Ralf griff in die Tasche und reichte Jossip 100 Dinare hin. Jossip hob abwehrend die Hand.

»Ich will kein Geld«, sagte er langsam. »Ich werde Tanja ins Dorf schicken, und man wird dich holen. Und wenn der Wagen wieder fahren kann, wirst du schnell das Land verlassen - dafür nehme ich kein Geld.«

Er wandte sich ab und ging den Pfad zurück, den er gekommen war. Verblüfft sah ihm Ralf nach. Er steckte den 100-Dinare-Schein wieder ein und setzte sich zurück auf den Kotflügel. »Nicht gerade höflich, der gute Jossip«, meinte er leise und beobachtete, wie wenig später mit lautem Gebell ein großer Hund durch die Felsen rannte und in einer Schlucht verschwand. Von Jossip hörte und sah er nichts mehr - auch von seiner Herde vernahm er nichts. Es war, als gehe alles Leben in dieser grandiosen Stille und einmaligen Größe der Felsen zugrunde, als verschlucke die Landschaft alle Regungen und ließ alles um sich herum erstarren wie Lava, die träge den Berg hinabfließt und als neue, tötende Kruste die Erde umschließt.

Es wurde Abend, und die Schatten hatten den Pfad erreicht und in Nacht gehüllt, während der Himmel noch im Abendrot brannte, ehe Ralf aus seiner Einsamkeit erlöst wurde.

Erst war es Tanja, der um die Biegung des Pfades kam, mißtrauisch, schnüffelnd, mit hochgestellten Rückenhaaren. Er schlich an den Wagen und Ralf heran, beäugte beide und wurde erst zutraulicher, als Ralf leise »Tanja« rief. Da trat er näher, wedelte leicht mit dem buschigen Schweif, aber er blieb außer Reichweite und wich zurück, als Ralf auf ihn zuging.

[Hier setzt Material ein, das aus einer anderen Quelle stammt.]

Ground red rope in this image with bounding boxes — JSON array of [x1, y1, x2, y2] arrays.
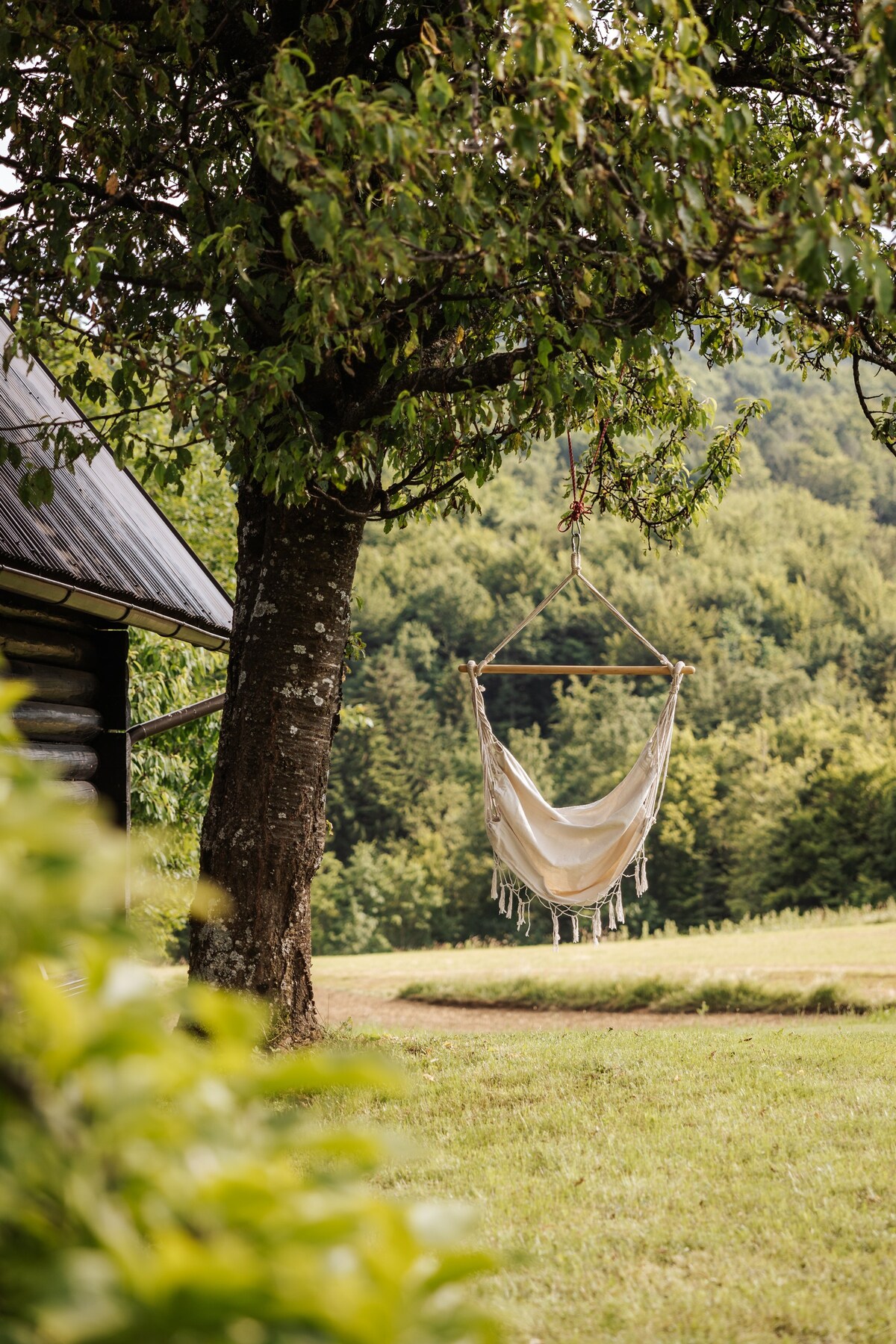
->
[[558, 415, 610, 532]]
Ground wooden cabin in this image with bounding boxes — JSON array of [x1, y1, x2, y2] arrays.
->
[[0, 319, 232, 827]]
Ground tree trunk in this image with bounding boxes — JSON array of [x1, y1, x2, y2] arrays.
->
[[190, 484, 363, 1045]]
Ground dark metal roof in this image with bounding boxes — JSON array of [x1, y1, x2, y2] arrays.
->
[[0, 319, 232, 647]]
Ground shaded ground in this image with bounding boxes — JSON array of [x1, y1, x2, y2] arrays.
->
[[316, 986, 785, 1031]]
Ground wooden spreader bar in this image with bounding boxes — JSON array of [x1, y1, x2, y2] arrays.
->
[[458, 662, 696, 676]]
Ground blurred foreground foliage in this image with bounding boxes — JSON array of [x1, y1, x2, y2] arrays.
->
[[0, 682, 498, 1344], [131, 349, 896, 953]]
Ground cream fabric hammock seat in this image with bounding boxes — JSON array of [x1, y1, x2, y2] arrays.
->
[[462, 551, 693, 946]]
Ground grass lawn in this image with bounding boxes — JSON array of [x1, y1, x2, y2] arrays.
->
[[314, 915, 896, 1012], [318, 1021, 896, 1344]]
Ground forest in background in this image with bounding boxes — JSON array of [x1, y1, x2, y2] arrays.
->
[[131, 349, 896, 953]]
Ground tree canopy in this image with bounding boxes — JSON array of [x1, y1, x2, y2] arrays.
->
[[0, 0, 896, 536]]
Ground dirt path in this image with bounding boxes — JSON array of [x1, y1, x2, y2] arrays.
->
[[314, 985, 794, 1031]]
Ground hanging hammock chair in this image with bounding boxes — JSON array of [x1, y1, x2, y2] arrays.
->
[[461, 531, 693, 948]]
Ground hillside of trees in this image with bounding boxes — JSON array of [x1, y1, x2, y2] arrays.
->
[[133, 349, 896, 951]]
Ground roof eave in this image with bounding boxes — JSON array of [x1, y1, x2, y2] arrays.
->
[[0, 561, 230, 649]]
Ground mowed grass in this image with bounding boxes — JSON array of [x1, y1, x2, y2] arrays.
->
[[314, 917, 896, 1012], [314, 1018, 896, 1344]]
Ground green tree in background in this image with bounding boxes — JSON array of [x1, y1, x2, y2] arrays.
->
[[0, 682, 498, 1344], [0, 0, 896, 1039]]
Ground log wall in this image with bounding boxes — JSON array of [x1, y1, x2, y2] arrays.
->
[[0, 595, 131, 827]]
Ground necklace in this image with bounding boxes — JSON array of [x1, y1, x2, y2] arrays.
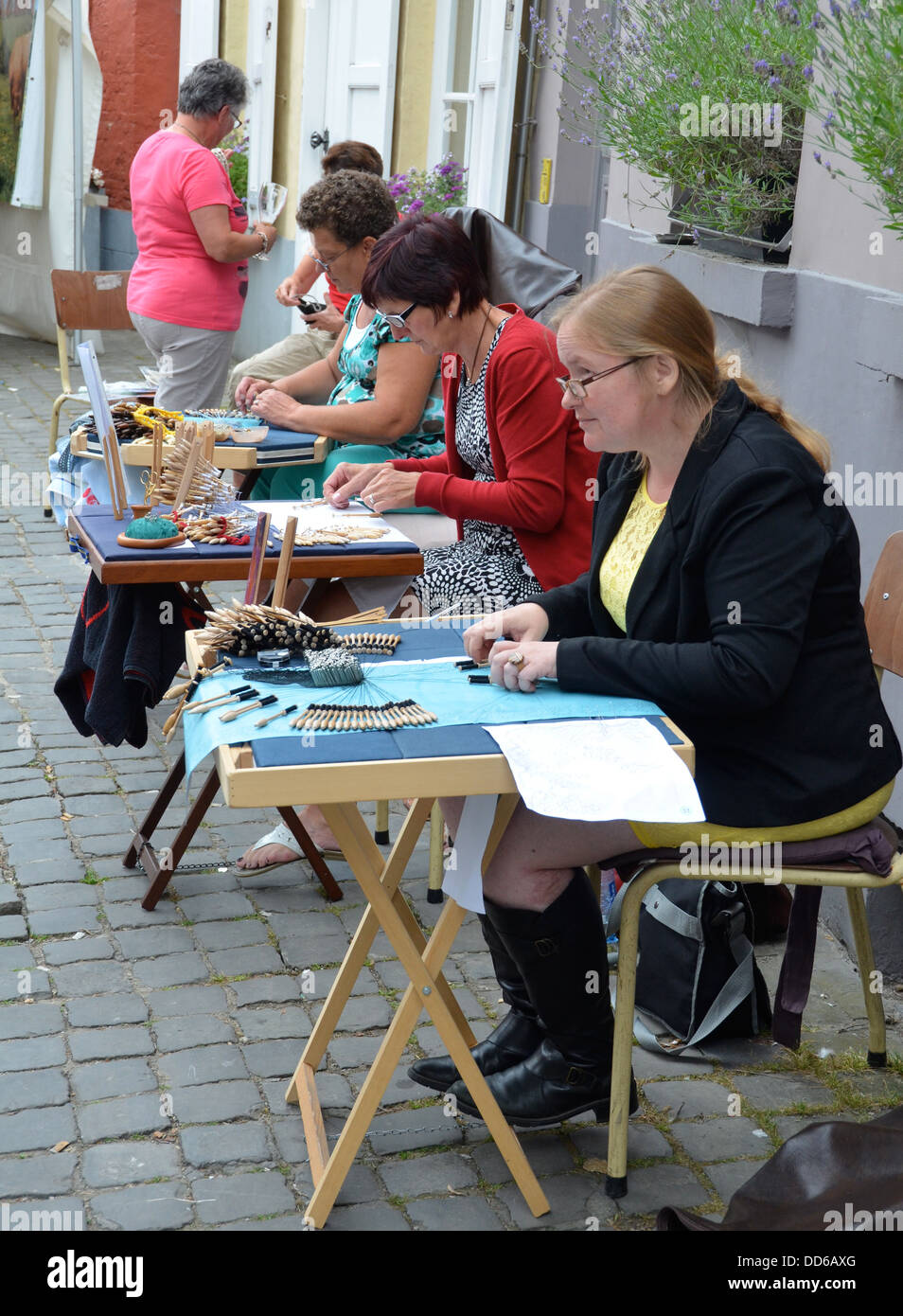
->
[[172, 124, 204, 146], [468, 307, 495, 384]]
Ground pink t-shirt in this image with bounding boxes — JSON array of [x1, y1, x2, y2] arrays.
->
[[128, 132, 247, 330]]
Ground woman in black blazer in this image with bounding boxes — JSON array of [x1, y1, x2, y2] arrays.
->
[[411, 266, 902, 1125]]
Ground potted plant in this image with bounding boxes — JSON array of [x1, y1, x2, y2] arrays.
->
[[530, 0, 819, 259], [388, 155, 468, 215]]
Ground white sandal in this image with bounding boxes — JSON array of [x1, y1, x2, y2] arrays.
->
[[235, 823, 345, 877]]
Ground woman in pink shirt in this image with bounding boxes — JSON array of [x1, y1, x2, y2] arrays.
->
[[128, 60, 276, 411]]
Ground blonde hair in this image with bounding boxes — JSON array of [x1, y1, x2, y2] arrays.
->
[[552, 264, 831, 471]]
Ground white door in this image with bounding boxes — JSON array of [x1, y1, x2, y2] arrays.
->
[[292, 0, 400, 318], [427, 0, 522, 219]]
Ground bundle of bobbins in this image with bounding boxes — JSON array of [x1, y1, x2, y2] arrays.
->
[[292, 699, 438, 732]]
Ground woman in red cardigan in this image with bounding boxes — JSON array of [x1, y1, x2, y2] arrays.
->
[[324, 215, 595, 614], [239, 215, 596, 870]]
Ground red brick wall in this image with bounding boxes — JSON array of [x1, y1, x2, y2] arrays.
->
[[90, 0, 182, 210]]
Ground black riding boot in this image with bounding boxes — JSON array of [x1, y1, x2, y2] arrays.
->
[[449, 870, 638, 1128], [408, 914, 545, 1093]]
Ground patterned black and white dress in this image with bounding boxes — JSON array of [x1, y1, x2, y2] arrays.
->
[[411, 320, 542, 614]]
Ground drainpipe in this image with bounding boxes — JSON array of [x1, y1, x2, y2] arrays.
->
[[511, 0, 545, 233]]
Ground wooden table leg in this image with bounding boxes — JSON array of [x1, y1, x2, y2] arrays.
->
[[139, 767, 220, 909], [303, 796, 549, 1226]]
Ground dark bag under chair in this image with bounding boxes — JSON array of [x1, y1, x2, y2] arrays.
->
[[607, 878, 771, 1056]]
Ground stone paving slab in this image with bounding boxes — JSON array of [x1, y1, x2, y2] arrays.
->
[[0, 323, 903, 1233]]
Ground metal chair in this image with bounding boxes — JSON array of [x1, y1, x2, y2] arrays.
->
[[606, 530, 903, 1198]]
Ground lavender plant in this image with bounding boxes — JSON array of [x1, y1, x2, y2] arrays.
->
[[530, 0, 826, 237], [812, 0, 903, 232], [388, 155, 468, 215]]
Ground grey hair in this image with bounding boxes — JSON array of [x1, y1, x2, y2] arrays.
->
[[179, 60, 250, 118]]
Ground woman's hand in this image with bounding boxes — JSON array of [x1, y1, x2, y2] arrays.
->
[[323, 462, 381, 507], [250, 384, 301, 429], [464, 603, 549, 662], [489, 639, 558, 695], [301, 303, 345, 333], [236, 375, 273, 411], [362, 465, 420, 512]]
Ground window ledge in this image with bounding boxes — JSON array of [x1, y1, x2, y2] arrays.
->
[[600, 220, 796, 329]]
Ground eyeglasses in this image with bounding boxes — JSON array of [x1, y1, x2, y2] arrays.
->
[[556, 357, 640, 401], [310, 247, 351, 274], [383, 301, 417, 329]]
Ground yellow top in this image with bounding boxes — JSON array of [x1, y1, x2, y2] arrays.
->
[[599, 471, 667, 631]]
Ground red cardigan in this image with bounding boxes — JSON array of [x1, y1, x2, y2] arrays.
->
[[391, 305, 599, 590]]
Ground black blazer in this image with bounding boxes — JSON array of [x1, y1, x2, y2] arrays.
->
[[537, 382, 902, 827]]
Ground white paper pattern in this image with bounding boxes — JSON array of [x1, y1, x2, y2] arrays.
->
[[486, 718, 705, 823]]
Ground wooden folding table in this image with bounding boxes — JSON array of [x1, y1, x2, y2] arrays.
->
[[186, 633, 695, 1228]]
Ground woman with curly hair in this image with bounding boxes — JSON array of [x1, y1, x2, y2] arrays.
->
[[236, 169, 444, 499]]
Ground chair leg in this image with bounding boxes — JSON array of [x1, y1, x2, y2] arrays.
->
[[846, 887, 887, 1069]]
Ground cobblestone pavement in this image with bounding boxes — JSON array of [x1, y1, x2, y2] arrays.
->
[[0, 334, 903, 1231]]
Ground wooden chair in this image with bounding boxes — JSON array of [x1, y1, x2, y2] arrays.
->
[[606, 530, 903, 1198], [48, 270, 135, 456]]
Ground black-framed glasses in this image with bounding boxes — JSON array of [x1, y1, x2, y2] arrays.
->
[[383, 301, 417, 329], [556, 357, 641, 401], [310, 247, 351, 274]]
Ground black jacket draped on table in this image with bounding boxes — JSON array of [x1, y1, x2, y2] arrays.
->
[[537, 382, 902, 827]]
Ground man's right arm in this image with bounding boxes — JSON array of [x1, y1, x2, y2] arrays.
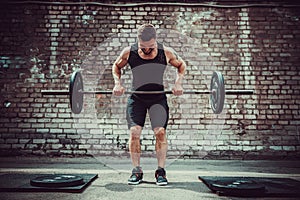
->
[[112, 47, 130, 96]]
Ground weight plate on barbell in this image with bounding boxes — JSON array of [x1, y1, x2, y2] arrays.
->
[[211, 179, 265, 196], [210, 71, 225, 114], [69, 71, 83, 114], [30, 174, 84, 187]]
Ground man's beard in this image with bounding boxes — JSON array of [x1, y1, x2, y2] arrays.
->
[[141, 48, 154, 55]]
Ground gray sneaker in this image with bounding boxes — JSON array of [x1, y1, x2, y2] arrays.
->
[[128, 167, 143, 185]]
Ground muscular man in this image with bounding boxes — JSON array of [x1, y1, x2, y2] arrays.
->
[[112, 24, 186, 185]]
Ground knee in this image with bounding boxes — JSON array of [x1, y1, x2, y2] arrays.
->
[[154, 127, 167, 143], [130, 126, 142, 140]]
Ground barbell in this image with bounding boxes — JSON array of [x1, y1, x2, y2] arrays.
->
[[41, 71, 254, 114]]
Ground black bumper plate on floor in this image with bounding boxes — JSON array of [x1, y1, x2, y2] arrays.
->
[[0, 174, 98, 193], [198, 176, 300, 197]]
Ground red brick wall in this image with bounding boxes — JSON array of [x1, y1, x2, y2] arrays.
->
[[0, 1, 300, 159]]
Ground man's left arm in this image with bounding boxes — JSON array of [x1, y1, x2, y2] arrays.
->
[[165, 48, 186, 96]]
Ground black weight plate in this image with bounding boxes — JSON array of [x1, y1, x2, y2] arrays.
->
[[211, 180, 266, 196], [30, 174, 84, 187], [210, 71, 225, 114], [69, 71, 83, 114]]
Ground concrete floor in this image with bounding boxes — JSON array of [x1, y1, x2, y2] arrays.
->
[[0, 157, 300, 200]]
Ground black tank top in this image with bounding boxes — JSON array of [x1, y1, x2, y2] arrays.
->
[[128, 43, 167, 100]]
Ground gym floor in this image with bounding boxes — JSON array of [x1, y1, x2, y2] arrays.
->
[[0, 157, 300, 200]]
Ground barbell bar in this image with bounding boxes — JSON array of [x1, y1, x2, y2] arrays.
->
[[41, 90, 254, 95], [41, 71, 254, 114]]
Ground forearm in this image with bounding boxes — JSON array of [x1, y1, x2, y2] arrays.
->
[[112, 64, 121, 85], [175, 62, 186, 85]]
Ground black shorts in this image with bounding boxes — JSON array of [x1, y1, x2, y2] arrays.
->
[[126, 95, 169, 129]]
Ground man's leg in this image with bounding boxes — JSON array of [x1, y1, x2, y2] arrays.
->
[[154, 127, 168, 168], [129, 125, 142, 167], [154, 127, 168, 185], [128, 125, 143, 185]]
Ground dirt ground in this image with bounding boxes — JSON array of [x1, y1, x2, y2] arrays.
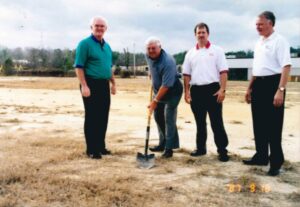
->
[[0, 77, 300, 207]]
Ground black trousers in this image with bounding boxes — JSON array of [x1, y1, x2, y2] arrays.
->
[[251, 74, 285, 169], [191, 83, 228, 153], [82, 77, 110, 154]]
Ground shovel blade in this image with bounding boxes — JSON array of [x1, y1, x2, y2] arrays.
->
[[136, 152, 155, 169]]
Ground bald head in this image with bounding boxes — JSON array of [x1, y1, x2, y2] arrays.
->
[[90, 16, 107, 41]]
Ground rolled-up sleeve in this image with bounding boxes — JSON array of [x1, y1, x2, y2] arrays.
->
[[182, 53, 192, 76], [217, 48, 228, 73], [276, 39, 292, 68], [74, 41, 88, 69]]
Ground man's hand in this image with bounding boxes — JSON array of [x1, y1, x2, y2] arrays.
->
[[110, 84, 117, 95], [148, 101, 157, 114], [245, 88, 252, 104], [214, 88, 225, 103], [273, 90, 284, 107], [184, 91, 192, 104], [81, 85, 91, 97]]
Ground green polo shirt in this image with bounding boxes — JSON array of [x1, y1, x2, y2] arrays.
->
[[75, 35, 112, 79]]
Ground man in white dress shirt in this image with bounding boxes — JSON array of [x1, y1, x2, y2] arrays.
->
[[182, 23, 229, 162], [243, 11, 291, 176]]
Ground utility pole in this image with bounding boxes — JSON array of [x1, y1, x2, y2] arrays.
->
[[133, 43, 136, 78]]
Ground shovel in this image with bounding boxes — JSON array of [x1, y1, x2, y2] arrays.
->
[[136, 87, 155, 169]]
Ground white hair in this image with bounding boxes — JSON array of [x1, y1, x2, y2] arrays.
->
[[90, 16, 107, 26], [145, 36, 161, 46]]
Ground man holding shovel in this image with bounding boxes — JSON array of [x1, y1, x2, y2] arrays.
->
[[146, 37, 183, 158]]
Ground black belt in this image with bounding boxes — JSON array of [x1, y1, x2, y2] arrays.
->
[[255, 74, 281, 80], [192, 82, 220, 88]]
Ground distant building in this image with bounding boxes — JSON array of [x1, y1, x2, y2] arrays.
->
[[227, 57, 300, 82]]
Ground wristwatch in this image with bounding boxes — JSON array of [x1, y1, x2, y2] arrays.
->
[[278, 87, 285, 92], [153, 98, 158, 103]]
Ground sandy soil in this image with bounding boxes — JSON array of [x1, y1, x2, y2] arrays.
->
[[0, 77, 300, 207]]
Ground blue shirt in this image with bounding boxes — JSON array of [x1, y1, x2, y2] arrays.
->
[[146, 50, 182, 100]]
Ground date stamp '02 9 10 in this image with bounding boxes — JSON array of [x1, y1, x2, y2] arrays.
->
[[226, 182, 271, 193]]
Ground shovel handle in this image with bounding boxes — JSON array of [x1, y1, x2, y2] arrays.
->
[[145, 85, 153, 157], [147, 85, 153, 126]]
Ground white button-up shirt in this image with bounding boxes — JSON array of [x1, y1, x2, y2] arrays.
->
[[182, 43, 228, 85], [252, 32, 291, 76]]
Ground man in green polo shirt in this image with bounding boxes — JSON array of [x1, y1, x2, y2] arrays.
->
[[75, 17, 116, 159]]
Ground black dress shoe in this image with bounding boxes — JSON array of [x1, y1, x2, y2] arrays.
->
[[190, 150, 206, 157], [149, 145, 165, 152], [218, 153, 229, 162], [87, 153, 102, 160], [267, 168, 281, 176], [161, 149, 173, 158], [101, 149, 111, 155], [243, 159, 268, 166]]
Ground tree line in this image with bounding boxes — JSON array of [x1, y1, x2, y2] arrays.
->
[[0, 47, 300, 75]]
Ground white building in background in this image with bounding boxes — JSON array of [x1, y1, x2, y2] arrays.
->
[[227, 57, 300, 82]]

Wenig später hörte er Stimmen, und drei Bauern kamen den Pfad herab, bekleidet mit Lammfellmänteln und langen, weißen wollenen Hosen, um die sie Seile bis zu den Knien gewickelt hatten. Die Füße staken in geflochtenen Schuhen, die außerdem mit Lappen umgeben waren. Sie blieben wie Tanja einige Schritte vor dem Wagen stehen und betrachteten Ralf eine Weile stumm und eingehend. Dann trat einer der Bauern hervor, ein alter, mit einem weißen, buschigen Bart bewehrter Mann, und nickte.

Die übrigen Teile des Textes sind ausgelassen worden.